The fast-paced technological era brings through what was previously classified as wants and converting them to needs for consumers. Before this era boomed, there was no need for superfast, superefficient, super-convenient, inclusive, etc. services required from service providers. The exciting part of this evolving needs-era is that it brings about fast-paced innovation and fast-paced obsolescence thereof.
Traditional vs Innovative Services
Industries that have high stakes in relation to people’s livelihoods are naturally highly regulated. Although innovation is highly encouraged, adherence to the regulations is critical. The health (dentistry) industry, similar to the financial services sector has been and is still highly regulated. Therefore, to play safely, you have to ensure that you are fully and continuously compliant with the regulations of the industry.
From Slow Smiles to Faster Smiles Back to Slow Smiles
Smile Direct Club (SDC), a US-based online tele dentistry company founded in 2014 managed to attract and service over 2 million people who moved from traditional dentistry services to use SDC services over a period of around 9 years – 1 company basically turning the whole industry on its head by taking clients away from traditional dentistry services.
SDC created new needs for the clients in addition to the technical teeth straightening their clients needed. This disruption resulted in a shift to the tele dentistry services – for faster turnaround time to teeth straightening (from an average of 24 months to 6 months, lower – almost half the cost and no need to travel to the dentist’s or orthodontist’s office. So, the clients won in a big way from SDC’s innovations.
Big and quick wins over the traditional players are generally never well received by the incumbent. A fierce and disruptive competitor always attracts scrutiny and SDC’s new approach to the industry did exactly that. The traditional dentistry players were and are strongly aligned with the regulators. Most had and influence the design and implementation of some of the regulations in the industry.
One new rookie against thousands of people who have been in the game for 100s of years – what are the chances of the one player winning?
The traditional players did their homework in analysing SDC’s systems, processes, protocols, etc. and found many loopholes which they could challenge. SDC incurred high legal costs which ran their once USD 9 billion valuation down to a point of bankruptcy in December 2023 – leading to an eventual shutdown process and the traditional players winning back their customers.
Fintech disruption to the traditional
The fintech industry brings great benefits to market, as it provides for inclusivity to the previously underserved in both B2C and B2B markets. Traditional players in the financial services sector, such as banks and insurance companies, are having to shake up to adapt through either use of their internal research and development teams or through acquisition of new up and coming fintech start-ups.
Although acquisition may seem easy and fast, it is not always the case. The traditional players may have already invested in fintech products that are not yet complete but have fast become outdated or will be outdated by the time they are released. Therefore, stopping a project that has significantly progressed may pose losses to the traditional players. However, continuing with the product may also result in poorer performance than if a solution had been halted – this brings about uncertainty for the traditional players.

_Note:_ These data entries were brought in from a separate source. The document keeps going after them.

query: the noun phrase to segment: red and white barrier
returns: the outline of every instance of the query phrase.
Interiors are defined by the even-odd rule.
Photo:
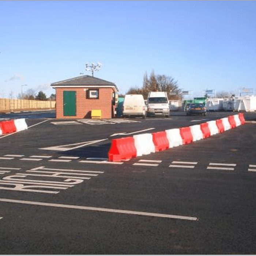
[[[182,145],[182,138],[180,135],[179,128],[166,130],[165,132],[167,139],[169,142],[169,148],[171,148]]]
[[[219,129],[217,127],[216,120],[208,121],[207,123],[208,124],[208,127],[209,127],[209,129],[211,132],[211,136],[219,133]]]
[[[14,125],[16,127],[16,131],[20,132],[27,129],[27,125],[25,118],[14,120]]]
[[[0,121],[0,135],[12,133],[27,129],[25,118]]]
[[[137,157],[141,157],[142,155],[148,155],[155,152],[151,133],[134,135],[133,139]]]
[[[230,129],[230,125],[229,122],[229,118],[227,117],[224,117],[222,118],[222,124],[224,128],[224,131],[227,131]]]
[[[20,129],[27,129],[24,122],[25,120],[16,123],[20,124],[19,127]],[[223,132],[245,123],[244,115],[240,113],[200,124],[113,139],[108,152],[109,161],[120,161],[122,159],[129,159],[188,144]]]
[[[203,133],[201,130],[200,124],[196,124],[194,125],[191,125],[190,127],[190,130],[193,136],[193,141],[196,141],[199,140],[203,138]]]
[[[241,125],[241,121],[240,120],[239,118],[239,116],[238,114],[234,115],[234,119],[236,122],[236,124],[237,127]]]

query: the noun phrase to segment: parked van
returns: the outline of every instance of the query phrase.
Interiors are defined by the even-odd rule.
[[[127,94],[123,106],[123,117],[142,116],[147,114],[146,105],[142,94]]]
[[[170,108],[167,94],[165,91],[150,91],[147,98],[148,116],[164,116],[168,117]]]

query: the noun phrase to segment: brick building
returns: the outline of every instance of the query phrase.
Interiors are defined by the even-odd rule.
[[[56,90],[56,118],[91,118],[91,110],[101,110],[102,118],[114,117],[117,86],[89,75],[51,84]]]

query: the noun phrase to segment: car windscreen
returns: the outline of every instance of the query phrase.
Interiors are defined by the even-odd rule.
[[[165,97],[151,97],[148,99],[148,103],[167,103],[167,99]]]
[[[191,104],[189,106],[189,108],[204,108],[204,106],[202,104]]]

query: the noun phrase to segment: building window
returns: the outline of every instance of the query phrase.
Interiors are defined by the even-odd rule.
[[[98,99],[98,89],[88,89],[87,90],[87,99]]]

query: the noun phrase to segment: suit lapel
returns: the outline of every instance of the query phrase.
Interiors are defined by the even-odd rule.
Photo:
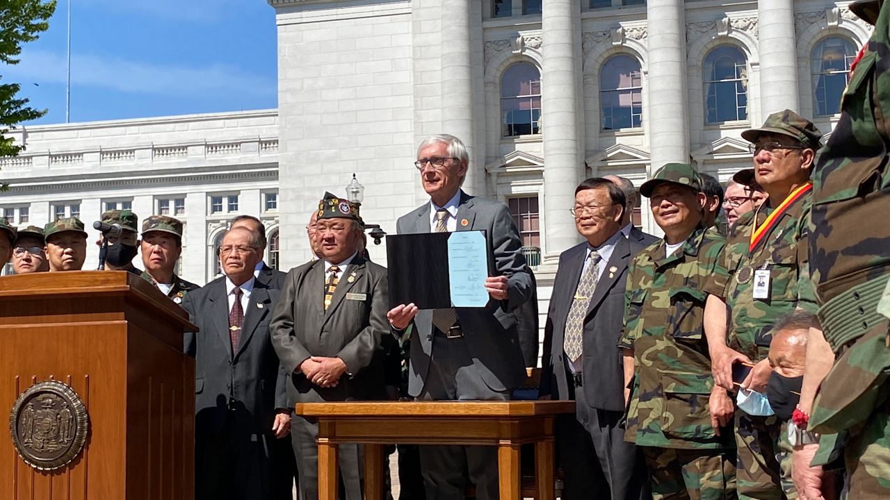
[[[241,338],[238,343],[236,358],[245,350],[251,337],[254,336],[256,327],[263,322],[263,319],[265,318],[266,314],[269,314],[269,309],[272,303],[266,285],[258,280],[254,283],[254,291],[250,294],[247,309],[244,311],[244,323],[241,326]]]

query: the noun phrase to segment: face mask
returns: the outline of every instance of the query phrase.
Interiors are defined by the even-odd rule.
[[[109,245],[108,253],[105,254],[105,262],[116,268],[122,268],[133,261],[138,250],[132,245],[115,243]]]
[[[789,378],[773,372],[766,383],[766,397],[776,416],[782,420],[791,419],[794,408],[800,402],[800,388],[803,385],[803,375]]]
[[[769,400],[766,399],[766,396],[756,391],[740,389],[739,393],[735,396],[735,404],[739,405],[739,409],[748,415],[755,416],[774,415],[773,408],[770,407]]]

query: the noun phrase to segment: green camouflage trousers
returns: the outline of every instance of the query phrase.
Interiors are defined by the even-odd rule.
[[[775,416],[753,416],[735,410],[736,477],[739,498],[797,498],[791,481],[788,423]]]
[[[735,455],[720,449],[642,447],[652,500],[734,500]]]

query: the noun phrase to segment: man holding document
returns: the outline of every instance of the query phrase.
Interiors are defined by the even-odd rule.
[[[483,230],[488,274],[494,276],[479,279],[478,288],[489,295],[479,305],[469,300],[474,294],[472,290],[460,290],[466,292],[460,294],[461,300],[469,300],[466,303],[475,307],[418,310],[412,302],[389,311],[387,318],[396,335],[413,325],[409,393],[418,400],[508,399],[510,390],[525,378],[513,311],[531,295],[519,231],[506,205],[467,195],[460,189],[469,155],[457,137],[442,134],[425,140],[417,149],[415,165],[430,202],[400,218],[398,233]],[[449,246],[472,249],[481,236],[461,235],[455,242],[449,238]],[[455,279],[457,270],[461,285],[474,274],[461,275],[458,266],[452,267],[450,278]],[[455,296],[457,286],[451,285],[452,301],[460,306]],[[498,498],[494,448],[421,447],[420,458],[427,498],[463,499],[465,469],[476,485],[477,498]]]

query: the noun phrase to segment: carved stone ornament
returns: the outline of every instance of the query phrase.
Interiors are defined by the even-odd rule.
[[[19,456],[40,471],[77,458],[86,442],[86,407],[68,384],[48,380],[28,388],[12,405],[9,431]]]

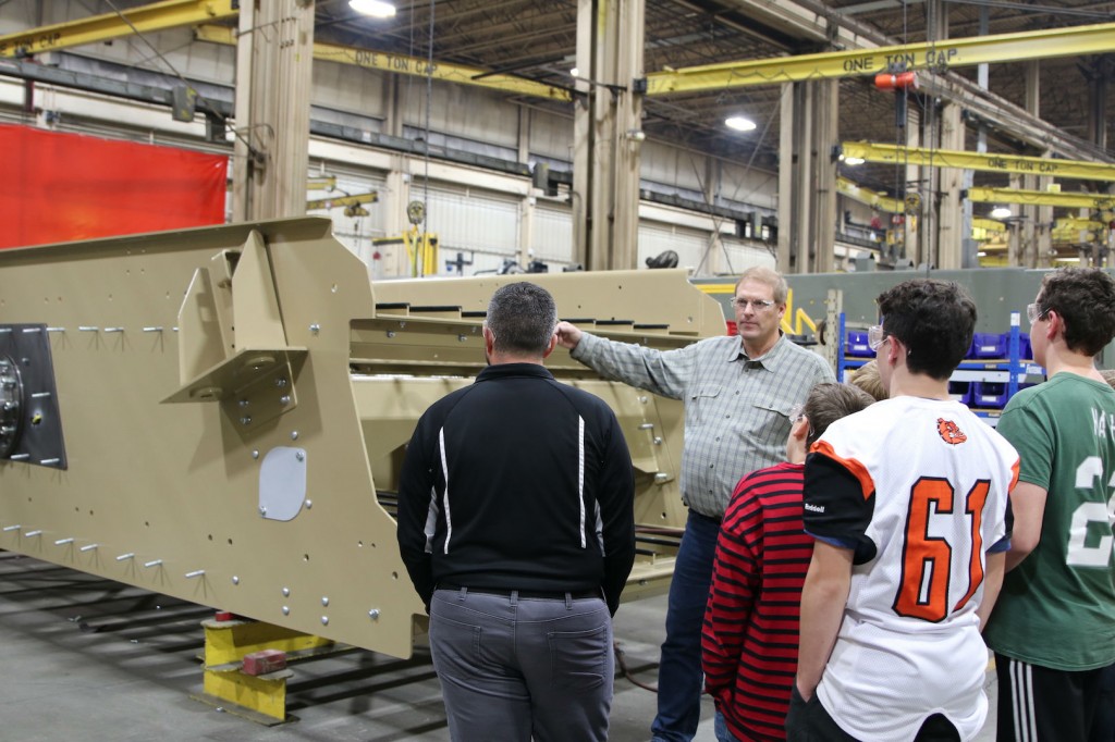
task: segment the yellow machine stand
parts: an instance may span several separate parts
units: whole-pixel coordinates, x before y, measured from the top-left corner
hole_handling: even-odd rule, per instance
[[[287,662],[347,651],[332,640],[274,626],[258,621],[203,621],[205,628],[205,672],[198,701],[274,725],[287,716],[287,681],[294,676],[289,668],[262,675],[243,672],[245,655],[260,650],[281,650]]]

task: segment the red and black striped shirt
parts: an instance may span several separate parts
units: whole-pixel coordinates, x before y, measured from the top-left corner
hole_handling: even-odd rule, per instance
[[[779,463],[736,485],[716,545],[701,635],[705,685],[739,740],[786,739],[802,585],[805,467]]]

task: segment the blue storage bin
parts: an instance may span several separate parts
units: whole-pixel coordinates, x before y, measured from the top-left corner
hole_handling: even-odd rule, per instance
[[[977,332],[972,335],[972,358],[1007,358],[1009,334]]]
[[[961,404],[971,404],[972,385],[968,381],[950,381],[949,398],[957,400]]]
[[[1007,403],[1007,384],[996,381],[972,383],[972,407],[1000,409]]]
[[[964,353],[966,359],[976,358],[976,336],[972,335],[972,344],[968,346],[968,352]]]
[[[874,358],[875,351],[871,350],[871,345],[867,344],[867,331],[863,330],[849,330],[847,331],[847,342],[844,344],[845,355],[855,355],[857,358]]]

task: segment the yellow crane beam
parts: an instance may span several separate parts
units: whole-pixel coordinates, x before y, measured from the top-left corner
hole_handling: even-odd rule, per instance
[[[196,29],[195,36],[201,41],[210,41],[212,43],[236,43],[235,31],[224,26],[202,26]],[[478,67],[449,65],[442,61],[434,61],[432,65],[428,59],[423,59],[421,57],[408,57],[407,55],[343,47],[336,43],[314,42],[313,58],[398,75],[418,75],[420,77],[429,75],[435,80],[475,85],[515,95],[549,98],[551,100],[572,100],[572,95],[564,88],[511,75],[492,75],[488,70]]]
[[[1022,204],[1064,208],[1115,209],[1115,195],[1106,193],[1054,193],[1019,188],[969,188],[968,199],[983,204]]]
[[[845,157],[859,157],[870,163],[959,167],[986,173],[1047,175],[1078,180],[1115,182],[1115,165],[1103,163],[1022,155],[989,155],[956,149],[923,149],[871,141],[845,141],[841,145],[841,150]]]
[[[379,201],[379,194],[358,193],[353,196],[334,196],[332,198],[319,198],[318,201],[306,202],[306,211],[312,212],[318,208],[337,208],[338,206],[357,206],[359,204],[375,204]]]
[[[336,175],[319,175],[306,182],[307,191],[332,191],[336,187]]]
[[[898,198],[891,198],[886,194],[878,193],[849,180],[847,178],[836,178],[836,191],[849,198],[854,198],[861,204],[867,204],[875,208],[891,214],[905,214],[905,205]]]
[[[666,69],[647,76],[648,96],[723,90],[778,82],[861,77],[904,70],[946,70],[986,62],[1085,57],[1115,50],[1115,23],[942,39],[931,43],[825,51],[796,57]]]
[[[163,0],[120,13],[91,16],[0,36],[0,57],[27,57],[110,41],[135,32],[151,33],[235,18],[240,13],[239,7],[240,3],[234,0]]]

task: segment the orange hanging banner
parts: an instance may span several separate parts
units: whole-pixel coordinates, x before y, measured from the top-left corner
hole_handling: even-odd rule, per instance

The traditional players are unlikely to be completely ousted from the industry – they may marginally shrink, but they have a significant advantage over fintech disruptors. Their financial muscle power can easily thwart out the fintech players, through product price reductions, lobbying for enhanced regulatory requirements against new entrants with the Financial Services Conduct Authority (FSCA), South African Reserve Bank (SARB) and other related regulatory bodies – similar to the traditional players against SDC in the tele dentistry phenomenon.
Sandbox or partner with traditional players
There is no institution that is too big to fail. The mobile cellular phone industry has shown us that dominant brands can seem immortal only to be out of market if they are not listening to customers’ needs or even thinking to disrupt their own dominant products. Players such as Nokia and Blackberry became dominant in the market that they forgot to keep up with customers’ continuous evolving needs. Apple became a player that glaringly led the focusing on other needs that cell phone users would need in addition to telephonic communication, this was obviously backed by trends of technological evolution which other players clearly didn’t bother themselves about – “Internet!, iPod! and a Phone! – 3 devices all on one device and fit in your pocket”
Fintech companies need not fear traditional players, but they can either see them as partners to work with. However, if their innovations are not aligned with the traditional players, they can approach the regulators directly – for example the South African Reserve Bank (SARB) has a Sandbox forum, which has been motivated by the World Bank to allow new and old financial services players to come through with innovative ideas that can be tested to soon be regulated. This allows players to develop products that are safe and useful for the consumers.
The Sandbox approach may be lengthy as regulators have to perform research and consult with various key stakeholders. However, in the long run this may result in new fintech players having dominance in a market they have created or alternatively partnering with the traditional players in enhancing service offering to a wider market. The point is to ensure that the consumers win at the end of the day.